Natomiast hotele mogły wynajmować pokoje tylko dla osób, które przyjeżdżały do danej miejscowości w celach służbowych. Taki zapis dał duże pole do popisu, gdyż weryfikacja powodu przyjazdu przez hotel właściwie nie jest możliwa, dlatego w górskich czy nadmorskich kurortach tak silnie rozwinęła się turystyka biznesowa. Niektóre hotele wymagały podpisania oświadczenia odnośnie celu pobytu i taki dokument zwalniał z obostrzeń i właściwie każdy mógł skorzystać z usług hotelowych, również w weekend.

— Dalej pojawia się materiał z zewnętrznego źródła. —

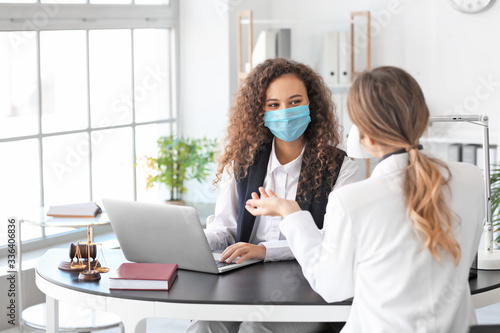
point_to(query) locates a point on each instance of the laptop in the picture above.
(161, 233)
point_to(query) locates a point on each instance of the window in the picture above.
(86, 88)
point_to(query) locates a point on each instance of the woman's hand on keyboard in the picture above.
(243, 251)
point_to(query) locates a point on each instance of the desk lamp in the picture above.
(488, 258)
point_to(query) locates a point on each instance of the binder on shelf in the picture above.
(328, 63)
(455, 152)
(344, 58)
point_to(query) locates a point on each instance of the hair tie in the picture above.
(415, 146)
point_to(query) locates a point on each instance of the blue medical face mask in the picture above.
(288, 124)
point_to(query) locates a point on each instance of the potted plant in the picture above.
(180, 159)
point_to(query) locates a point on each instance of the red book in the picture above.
(143, 276)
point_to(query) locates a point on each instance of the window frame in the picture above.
(30, 19)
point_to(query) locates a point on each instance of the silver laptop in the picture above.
(161, 233)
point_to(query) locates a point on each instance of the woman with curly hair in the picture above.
(282, 134)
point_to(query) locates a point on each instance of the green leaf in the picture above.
(180, 159)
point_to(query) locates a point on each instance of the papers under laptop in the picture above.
(160, 233)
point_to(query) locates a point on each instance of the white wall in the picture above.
(451, 54)
(204, 78)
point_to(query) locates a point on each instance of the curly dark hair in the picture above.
(246, 133)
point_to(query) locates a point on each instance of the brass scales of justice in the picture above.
(86, 257)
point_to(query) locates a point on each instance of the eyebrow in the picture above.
(291, 97)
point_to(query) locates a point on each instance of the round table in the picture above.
(272, 291)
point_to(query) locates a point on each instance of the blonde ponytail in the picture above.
(424, 190)
(388, 105)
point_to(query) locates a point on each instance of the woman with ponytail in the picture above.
(402, 241)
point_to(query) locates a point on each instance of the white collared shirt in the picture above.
(283, 180)
(368, 248)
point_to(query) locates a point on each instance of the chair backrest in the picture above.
(209, 220)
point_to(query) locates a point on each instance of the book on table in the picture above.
(143, 276)
(88, 209)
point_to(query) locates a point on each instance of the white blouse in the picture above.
(283, 180)
(369, 249)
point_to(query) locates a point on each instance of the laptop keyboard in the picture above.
(223, 264)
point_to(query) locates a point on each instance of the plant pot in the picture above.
(175, 202)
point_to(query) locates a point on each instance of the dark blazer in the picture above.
(315, 203)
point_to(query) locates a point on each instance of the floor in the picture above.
(486, 315)
(154, 325)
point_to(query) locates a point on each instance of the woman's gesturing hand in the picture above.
(270, 205)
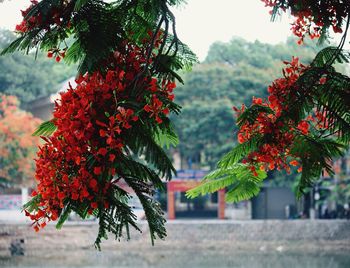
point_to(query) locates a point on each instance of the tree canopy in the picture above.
(113, 124)
(231, 74)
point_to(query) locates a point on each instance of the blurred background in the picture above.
(238, 60)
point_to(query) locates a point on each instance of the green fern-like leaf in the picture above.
(45, 129)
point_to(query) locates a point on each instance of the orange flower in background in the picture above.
(17, 145)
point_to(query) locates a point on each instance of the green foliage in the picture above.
(45, 129)
(242, 184)
(316, 154)
(232, 74)
(28, 79)
(316, 150)
(91, 32)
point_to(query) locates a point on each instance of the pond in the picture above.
(178, 258)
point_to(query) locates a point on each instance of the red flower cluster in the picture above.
(77, 164)
(281, 132)
(313, 16)
(56, 53)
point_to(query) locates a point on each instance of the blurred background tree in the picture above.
(231, 74)
(17, 145)
(28, 81)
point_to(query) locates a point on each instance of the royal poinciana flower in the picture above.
(79, 162)
(313, 18)
(272, 122)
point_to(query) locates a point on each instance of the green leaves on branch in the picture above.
(242, 184)
(45, 129)
(317, 155)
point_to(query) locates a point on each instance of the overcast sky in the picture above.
(200, 22)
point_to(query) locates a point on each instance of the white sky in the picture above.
(200, 22)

Z czasem jednak podróże służbowe ograniczono do konkretnych branż, m.in. sportowej, transportowej, medycznej i dziennikarskiej, co wymaga przedstawienie zaświadczenia z pracy. Jednak i w takiej sytuacji turyści są w stanie obejść ograniczenia. Do hoteli zgłaszają się bowiem grupy miłośników gry w szachy, którzy chcą wynająć obiekt w celu organizacji zawodów. Wszystko zgodnie z obowiązującymi przepisami. Hotele również wychodzą naprzeciw swoim klientom oferując najem miejsca parkingowego, do którego bezpłatnie dołączony jest pokój na całą dobę. Kupując bilecik parkingowy, można skorzystać z pokoju bezpłatnie, a to już nie podlega ograniczeniom.

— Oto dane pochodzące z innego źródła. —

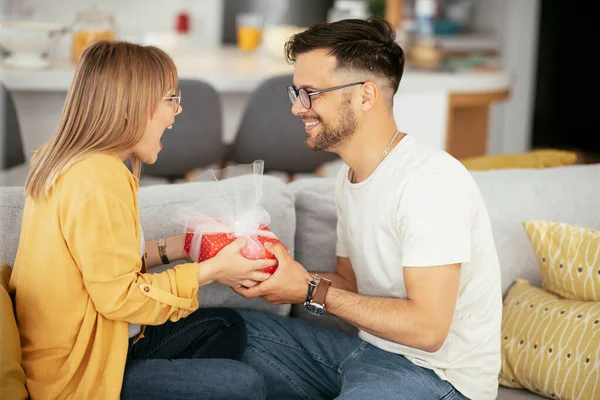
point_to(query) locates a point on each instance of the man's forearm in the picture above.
(338, 281)
(393, 319)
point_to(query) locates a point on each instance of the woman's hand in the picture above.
(232, 269)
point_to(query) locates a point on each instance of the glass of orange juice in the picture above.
(249, 31)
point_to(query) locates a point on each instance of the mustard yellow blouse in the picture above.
(79, 281)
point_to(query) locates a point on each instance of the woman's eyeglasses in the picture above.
(175, 98)
(306, 96)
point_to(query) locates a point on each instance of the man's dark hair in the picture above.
(358, 45)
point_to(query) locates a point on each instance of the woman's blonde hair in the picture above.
(115, 89)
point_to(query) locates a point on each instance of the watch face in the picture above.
(315, 309)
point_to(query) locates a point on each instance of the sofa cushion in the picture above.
(158, 208)
(515, 195)
(316, 220)
(549, 344)
(12, 376)
(568, 258)
(511, 197)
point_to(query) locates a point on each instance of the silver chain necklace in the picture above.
(385, 153)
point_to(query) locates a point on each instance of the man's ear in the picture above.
(370, 94)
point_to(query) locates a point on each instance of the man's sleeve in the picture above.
(435, 221)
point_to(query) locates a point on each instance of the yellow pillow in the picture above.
(568, 257)
(12, 377)
(550, 346)
(532, 159)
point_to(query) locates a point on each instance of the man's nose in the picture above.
(297, 107)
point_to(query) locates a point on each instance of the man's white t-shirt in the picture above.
(422, 208)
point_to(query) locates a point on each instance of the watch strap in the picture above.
(321, 291)
(162, 251)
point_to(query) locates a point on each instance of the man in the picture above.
(417, 270)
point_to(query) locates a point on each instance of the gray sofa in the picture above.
(303, 216)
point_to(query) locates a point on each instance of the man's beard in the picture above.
(332, 136)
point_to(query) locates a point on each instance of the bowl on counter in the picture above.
(28, 42)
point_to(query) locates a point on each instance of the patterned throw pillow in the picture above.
(550, 346)
(568, 257)
(542, 158)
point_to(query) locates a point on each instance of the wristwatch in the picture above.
(162, 251)
(315, 298)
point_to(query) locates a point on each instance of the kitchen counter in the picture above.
(445, 109)
(232, 71)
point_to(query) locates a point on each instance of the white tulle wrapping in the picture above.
(237, 213)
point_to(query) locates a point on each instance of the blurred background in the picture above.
(483, 77)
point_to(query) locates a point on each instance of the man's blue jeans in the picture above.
(197, 357)
(300, 360)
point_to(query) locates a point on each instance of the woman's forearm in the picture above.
(174, 249)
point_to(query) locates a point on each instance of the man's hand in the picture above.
(287, 285)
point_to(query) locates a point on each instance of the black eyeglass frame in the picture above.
(292, 91)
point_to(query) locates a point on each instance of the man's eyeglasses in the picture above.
(306, 96)
(175, 98)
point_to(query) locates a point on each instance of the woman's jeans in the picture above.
(197, 357)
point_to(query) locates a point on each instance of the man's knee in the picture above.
(243, 382)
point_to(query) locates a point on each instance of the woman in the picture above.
(83, 296)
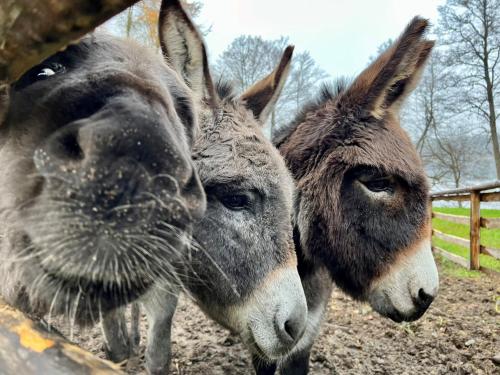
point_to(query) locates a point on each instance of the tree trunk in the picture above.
(27, 348)
(31, 31)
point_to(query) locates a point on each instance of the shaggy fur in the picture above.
(98, 191)
(245, 275)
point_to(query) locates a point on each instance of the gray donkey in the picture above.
(246, 278)
(98, 191)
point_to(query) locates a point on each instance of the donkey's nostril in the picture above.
(290, 327)
(424, 300)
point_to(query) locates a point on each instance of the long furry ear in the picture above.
(386, 83)
(4, 101)
(184, 48)
(263, 95)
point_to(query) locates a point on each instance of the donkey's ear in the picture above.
(4, 101)
(386, 83)
(183, 47)
(262, 96)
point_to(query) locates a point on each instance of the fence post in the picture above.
(475, 229)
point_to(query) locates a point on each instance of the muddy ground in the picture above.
(460, 334)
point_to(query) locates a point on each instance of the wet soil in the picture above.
(460, 334)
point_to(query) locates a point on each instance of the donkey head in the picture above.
(363, 206)
(98, 189)
(245, 276)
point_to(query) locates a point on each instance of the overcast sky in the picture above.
(340, 34)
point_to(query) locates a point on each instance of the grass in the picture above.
(489, 237)
(453, 269)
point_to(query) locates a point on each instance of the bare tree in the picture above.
(250, 58)
(140, 22)
(470, 33)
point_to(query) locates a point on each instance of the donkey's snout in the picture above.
(290, 323)
(423, 300)
(278, 315)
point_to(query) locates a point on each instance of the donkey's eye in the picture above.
(49, 70)
(236, 202)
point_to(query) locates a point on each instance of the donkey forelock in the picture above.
(249, 256)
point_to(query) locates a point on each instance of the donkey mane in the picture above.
(225, 90)
(327, 91)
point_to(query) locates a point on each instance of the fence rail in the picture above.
(475, 195)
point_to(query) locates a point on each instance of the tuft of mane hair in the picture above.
(327, 92)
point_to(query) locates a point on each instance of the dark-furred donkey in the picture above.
(246, 276)
(362, 208)
(99, 192)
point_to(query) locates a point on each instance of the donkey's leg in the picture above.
(116, 341)
(297, 364)
(263, 368)
(135, 326)
(160, 309)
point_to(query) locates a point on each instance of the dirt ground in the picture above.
(460, 334)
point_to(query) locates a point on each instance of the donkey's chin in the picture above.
(410, 286)
(275, 315)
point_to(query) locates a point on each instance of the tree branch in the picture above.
(31, 31)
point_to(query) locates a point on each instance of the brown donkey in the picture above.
(361, 213)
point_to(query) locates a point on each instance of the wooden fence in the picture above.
(489, 192)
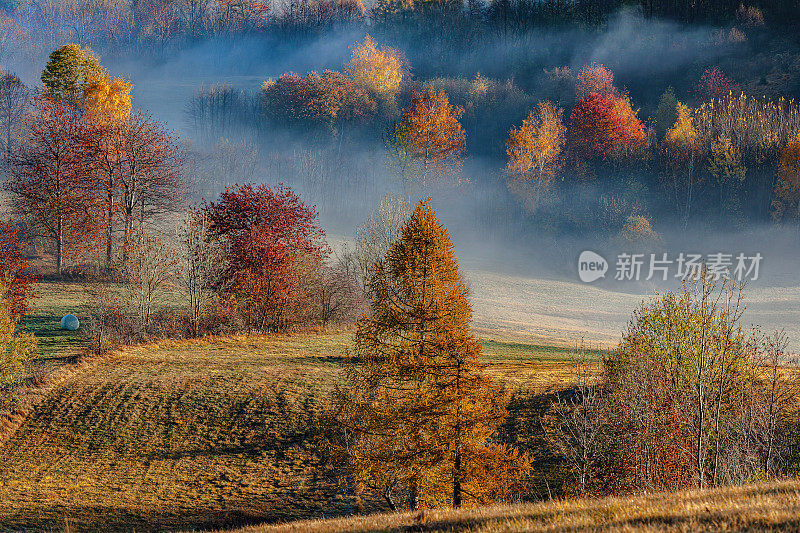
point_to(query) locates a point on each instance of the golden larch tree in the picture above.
(535, 154)
(431, 138)
(418, 409)
(379, 68)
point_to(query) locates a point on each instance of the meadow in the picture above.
(204, 433)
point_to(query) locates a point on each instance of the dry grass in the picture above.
(207, 433)
(513, 308)
(769, 507)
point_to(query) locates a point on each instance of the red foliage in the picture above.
(602, 126)
(714, 84)
(15, 271)
(52, 182)
(269, 236)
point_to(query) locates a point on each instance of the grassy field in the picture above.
(220, 433)
(200, 434)
(769, 507)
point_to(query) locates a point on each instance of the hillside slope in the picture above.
(768, 507)
(207, 433)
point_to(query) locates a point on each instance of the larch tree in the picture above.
(106, 106)
(106, 99)
(69, 71)
(418, 411)
(535, 154)
(430, 138)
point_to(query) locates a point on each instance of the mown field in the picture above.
(768, 507)
(207, 433)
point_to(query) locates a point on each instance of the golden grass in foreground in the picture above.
(768, 507)
(214, 432)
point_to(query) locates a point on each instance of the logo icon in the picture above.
(591, 266)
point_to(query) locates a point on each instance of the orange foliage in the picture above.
(786, 204)
(381, 69)
(106, 99)
(431, 134)
(534, 153)
(604, 127)
(421, 408)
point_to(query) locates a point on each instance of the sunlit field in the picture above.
(198, 434)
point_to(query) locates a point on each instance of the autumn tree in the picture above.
(150, 178)
(326, 98)
(379, 68)
(16, 273)
(267, 236)
(106, 106)
(714, 84)
(597, 79)
(418, 410)
(16, 348)
(104, 99)
(604, 127)
(725, 166)
(535, 154)
(786, 204)
(429, 139)
(377, 234)
(687, 388)
(14, 104)
(49, 179)
(682, 150)
(69, 72)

Jednak nie tylko Polacy kreatywnie podchodzą do wyjazdów turystycznych. Irlandczyk, którzy mogą podróżować zagranicę tylko z ważnych powodów, m.in. w celach medycznych, masowo zaczęli rezerwować wizyty stomatologiczne w różnych klinikach na Wyspach Kanaryjskich. Mając potwierdzenie takiego leczenia można opuścić Irlandię i nikt nie weryfikuje, czy faktycznie wizyta w dentysty się odbyła. Natomiast Amerykanie, którzy oficjalnie nie mogą przylecieć do Hiszpanii czy Włoch, korzystają z opcji przesiadki w innym państwie, np. w Wielkiej Brytanie i dzięki temu mogą legalnie, bo już z Europy, przylecieć na wymarzone wakacje.